Moody’s Investors Service (MIS) recently released a detailed report that names 120 blockchain projects being explored by various companies. The bond credit rating business then offers 25 top use cases for blockchain technology.
The report, “Credit Strategy — Blockchain Technology: Robust, Cost-effective Applications Key to Unlocking Blockchain’s Potential Credit Benefits,” explores how blockchain tech potentially can improve record-keeping and transactional efficiencies across many different processes and industries.
A prime example is capital markets, where the technology could be used to eliminate the need for reconciling separate ledgers, synchronizing all transactions into one blockchain. The report also states that widespread adoption is still not here.
Moody’s Corporation (NYSE: MCO) is the parent company of MIS. Moody’s reports are published in two reportable segments: MIS and Moody’s Analytics (MA).
While MIS publishes credit ratings on debt obligations, and the entities that issue them, MA develops a wide range of products and services that support financial analysis and risk management activities.
With a presence in 36 countries and approximately 10,800 employees, the corporation reported revenue of $3.48 billion in 2015. Global MIS revenue was $2.33 billion, representing 67% of Moody’s total revenue.
MIS authors thousands of pages of research each year.
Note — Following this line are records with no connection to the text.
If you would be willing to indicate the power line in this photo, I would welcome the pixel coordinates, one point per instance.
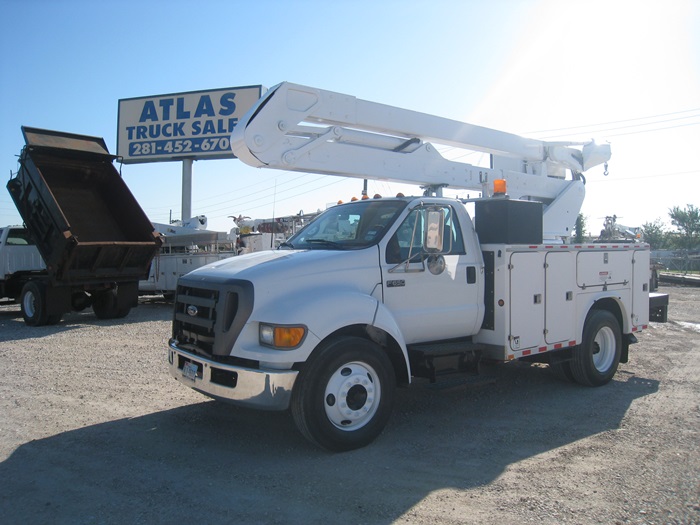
(616, 122)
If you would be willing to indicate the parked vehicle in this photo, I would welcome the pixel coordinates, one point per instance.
(87, 241)
(376, 292)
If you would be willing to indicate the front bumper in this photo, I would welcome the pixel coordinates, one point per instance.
(261, 389)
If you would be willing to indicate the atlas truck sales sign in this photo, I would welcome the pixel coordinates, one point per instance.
(194, 125)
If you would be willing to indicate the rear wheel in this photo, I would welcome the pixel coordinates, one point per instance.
(595, 361)
(343, 396)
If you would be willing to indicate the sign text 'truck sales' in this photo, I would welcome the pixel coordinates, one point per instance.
(195, 125)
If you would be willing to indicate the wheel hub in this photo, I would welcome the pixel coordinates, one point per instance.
(352, 396)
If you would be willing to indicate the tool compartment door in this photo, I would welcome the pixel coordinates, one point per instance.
(526, 300)
(560, 307)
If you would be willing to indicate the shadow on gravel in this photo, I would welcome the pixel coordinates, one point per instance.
(12, 327)
(214, 463)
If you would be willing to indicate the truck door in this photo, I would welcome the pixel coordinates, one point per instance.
(433, 292)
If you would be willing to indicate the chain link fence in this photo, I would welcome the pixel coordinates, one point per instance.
(677, 261)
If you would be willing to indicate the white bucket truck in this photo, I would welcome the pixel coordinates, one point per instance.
(376, 292)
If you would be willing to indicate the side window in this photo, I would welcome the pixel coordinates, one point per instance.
(454, 243)
(409, 237)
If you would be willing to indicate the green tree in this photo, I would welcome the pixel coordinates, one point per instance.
(687, 221)
(580, 228)
(654, 234)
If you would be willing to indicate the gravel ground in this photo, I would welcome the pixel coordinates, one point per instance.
(94, 430)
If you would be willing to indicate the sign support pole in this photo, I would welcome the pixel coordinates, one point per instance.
(186, 189)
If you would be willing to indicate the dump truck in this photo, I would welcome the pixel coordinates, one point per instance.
(93, 240)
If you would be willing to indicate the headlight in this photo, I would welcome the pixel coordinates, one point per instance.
(282, 337)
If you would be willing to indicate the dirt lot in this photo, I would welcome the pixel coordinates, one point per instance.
(94, 430)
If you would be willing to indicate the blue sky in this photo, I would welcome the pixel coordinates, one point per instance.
(623, 71)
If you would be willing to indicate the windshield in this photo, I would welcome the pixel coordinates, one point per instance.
(348, 226)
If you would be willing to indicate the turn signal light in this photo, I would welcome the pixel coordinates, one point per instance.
(282, 337)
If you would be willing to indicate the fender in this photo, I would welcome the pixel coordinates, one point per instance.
(384, 320)
(591, 300)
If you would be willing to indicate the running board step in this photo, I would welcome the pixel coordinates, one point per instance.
(460, 382)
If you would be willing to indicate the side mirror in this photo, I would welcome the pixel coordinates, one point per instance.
(435, 227)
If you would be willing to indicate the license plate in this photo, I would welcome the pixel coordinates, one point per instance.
(189, 371)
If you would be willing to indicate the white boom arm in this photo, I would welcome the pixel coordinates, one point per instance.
(300, 128)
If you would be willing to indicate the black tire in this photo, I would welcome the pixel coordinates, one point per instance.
(596, 359)
(106, 306)
(343, 397)
(33, 304)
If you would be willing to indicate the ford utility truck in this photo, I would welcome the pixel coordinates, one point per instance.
(376, 292)
(86, 240)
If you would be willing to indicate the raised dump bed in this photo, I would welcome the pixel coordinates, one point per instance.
(91, 232)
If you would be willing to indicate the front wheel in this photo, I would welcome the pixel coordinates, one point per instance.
(33, 304)
(343, 396)
(595, 361)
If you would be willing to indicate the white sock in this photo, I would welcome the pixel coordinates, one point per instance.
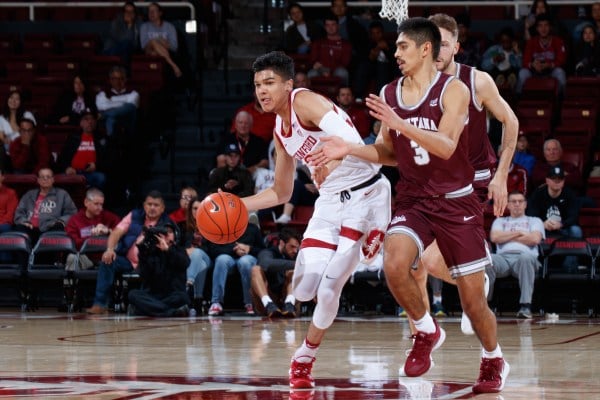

The firm’s ratings and analysis cover more than 120 countries, approximately 11,000 corporate issuers, 20,000 public finance issuers, and 68,000 structured finance obligations, according to the 2015 annual report. The company reported that Moody’s research website was accessed by over 259,000 individuals including 34,000 client users.
MIS has been consistently ranked as the top US credit rating agency. Institutional Investor has named the business “#1 US Credit Rating Agency” four years running. AsiaMoney’s Fixed Income Poll named it “#1 Asia Credit Rating Agency” for the fourth year in a row too.
– Henry A. McKinnell, Jr. Moody’s Chairman of the Board
Use cases for bitcoin’s technology have been compiled into lists for several years by various bloggers, forum posters, and technology journalists trying to make sense of bitcoin’s future.
In June 2015, megabank Santander’s venture capital arm, Santander InnoVentures, claimed to have internally identified 20-25 use cases for blockchain technology, all related to banking and finance. Unfortunately, the researchers did not publish their findings.
Deutsche Bank has also been looking at blockchain the technology, for more than two years. While the technology has been explored in payments markets the most, Edward Budd, Managing Director of Global Transaction Banking at Deutsche Bank, sees more potential for it in securities.
“When you look at blockchain use cases in the already highly efficient and lean wholesale payments market,” Budd pointed out in January, “the question is why the market should invest to move to a blockchain based solution? We see more potential for blockchain in the securities world.”
– Edward Budd, Managing Director of Global Transaction Banking at Deutsche Bank
Many institutions have done similar blockchain research, concluding that blockchain technology will initially be applied in capital markets. In the long run, they tend to agree with Ledra’s mega master blockchain list, there may be far more uses outside of finance.
IT consulting and outsourcing firm Cognizant released a whitepaper in April, “Blockchain in Banking: A Measured Approach.” The paper listed six financial and thirteen non-financial uses for blockchains. All 19 examples were being attempted by a named company.
The 25 use cases in the recent Moody’s report also includes a variety of implementations. Each has several paragraphs defining them, listing companies working on them, and some history of each example.
– Robard Williams, Moody’s Senior Vice President
Obvious examples like international payments and real estate made the list, each with a history of the companies pushing them forward. Other, less obvious uses are offered too, like tax records, energy credits, and healthcare records.
The report also identifies four general approaches to blockchain tech development, which it says may or may not be combined in practice. “Investments in blockchain-focused start-ups,” “Partnerships with blockchain-focused start-ups,” “Internal projects with or without support from blockchain-focused consultancy and technology firms,” and “Industry collaborations among a group of corporations and/or the official sector.” All of the 120 companies they name fit neatly into one of those four types, and all are growing, according to the report.